Ben chuckles. “That is impressive, actually.”

“You’re one of the few to think so,” I say. “But thanks. It fucking sucked, but I was, and maybe still am, a little proud of being able to get into the system.”

“Have you hacked other sites before?” he asks.

“Maybe,” I say. “But I never really did anything bad like that again. I swore to use my superpowers only for good after that. A few were just to see if I could do it. And once was to change my best friend’s ex-boyfriend’s Facebook page. But I don’t consider that really a hack. It’s so easy.”

“I don’t know how to do it,” he tells me and leans back in his chair.

“Not many people do,” I say. “Which is good.” I shrug. “Cybercrime is still a crime, ya know? I don’t want to get caught—again—and screw myself again. I got lucky with MIT. I probably won’t get lucky again.” I wipe the condensation from my cup. “So … that’s the story.”

“It’s not that bad of a story,” he says and puts his hand on mine. “And I think it’s fair to say you went to MIT. You said you were one semester away from graduating?”

“Ugh, yes. I can’t bring this up to my parents yet either. They’re still pissed at me.”

“I’d still consider you an MIT graduate, even though you lack the degree.”

“All I had left was one core class and electives. It would have been the easiest semester ever. But oh well, right? I made a bad choice, let someone convince me to do something I shouldn’t have, and learned the hard way. Dwelling isn’t going to change that.”

“Right. You have to move on or live in agony.”

“Exactly. Yeah, I regret it, but whatever. Every mistake made me who I am, and all that shit.”

Ben chuckles and laces his fingers through mine. His eyes sparkle and he opens his mouth to stay something when our food comes. We dig in, eating a few bites in silence before speaking.

“Did you and Mindy have a falling out?” he asks. “She seems to be holding a grudge against you, and I don’t know why.”

I shake my head and push my fork through the crispy crust of the veggie pot pie. “We were never friends.” I flick my eyes to Ben, and I’m shocked at how not self-conscious I feel. Thinking about my glory days as a teen usually zap me back to feeling like crap faster than the TARDIS can leave an exploding planet.

But not right now.

Because right now I’m having lunch with this gorgeous guy who’s looking at me like I’m his favorite person in the whole world. And maybe Mindy fucking Abraham can still make me feel like dog poo on the bottom of her expensive shoe with one belittling glare, but I don’t have to cower and let myself stink like shit this time around.

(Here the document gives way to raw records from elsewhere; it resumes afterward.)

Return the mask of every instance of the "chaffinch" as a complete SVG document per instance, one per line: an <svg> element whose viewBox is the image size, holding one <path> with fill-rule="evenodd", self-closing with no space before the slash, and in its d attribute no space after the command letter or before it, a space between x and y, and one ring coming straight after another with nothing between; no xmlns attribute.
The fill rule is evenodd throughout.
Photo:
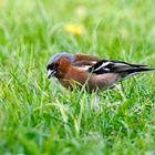
<svg viewBox="0 0 155 155"><path fill-rule="evenodd" d="M122 61L103 60L89 54L58 53L48 65L48 78L55 76L66 89L74 84L86 85L89 92L114 87L114 84L135 73L153 71L142 64L131 64Z"/></svg>

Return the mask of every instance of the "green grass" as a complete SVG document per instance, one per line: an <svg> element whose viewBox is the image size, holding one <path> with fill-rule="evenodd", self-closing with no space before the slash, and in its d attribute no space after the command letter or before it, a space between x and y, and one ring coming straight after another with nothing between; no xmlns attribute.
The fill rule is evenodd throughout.
<svg viewBox="0 0 155 155"><path fill-rule="evenodd" d="M155 66L154 6L0 0L0 154L155 154L155 73L100 92L95 105L94 94L66 91L45 70L62 51ZM65 32L68 23L83 35Z"/></svg>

“I really don’t know why she didn’t like me then, or why she still cares now. She moved to our town our sophomore year and just needed someone to pick on, I guess.” I take a bite of food and sigh, feeling my give-a-damns go out the window. “She became the Regina George of our school in just weeks, and everyone flocked all over her. You know those types.” I shrug. “But that was years ago, and she’s never grown up, never moved on.” The realization crashed down on me as I speak. “Being the queen bee of high school was her peak. It’s kinda sad when you think about it.”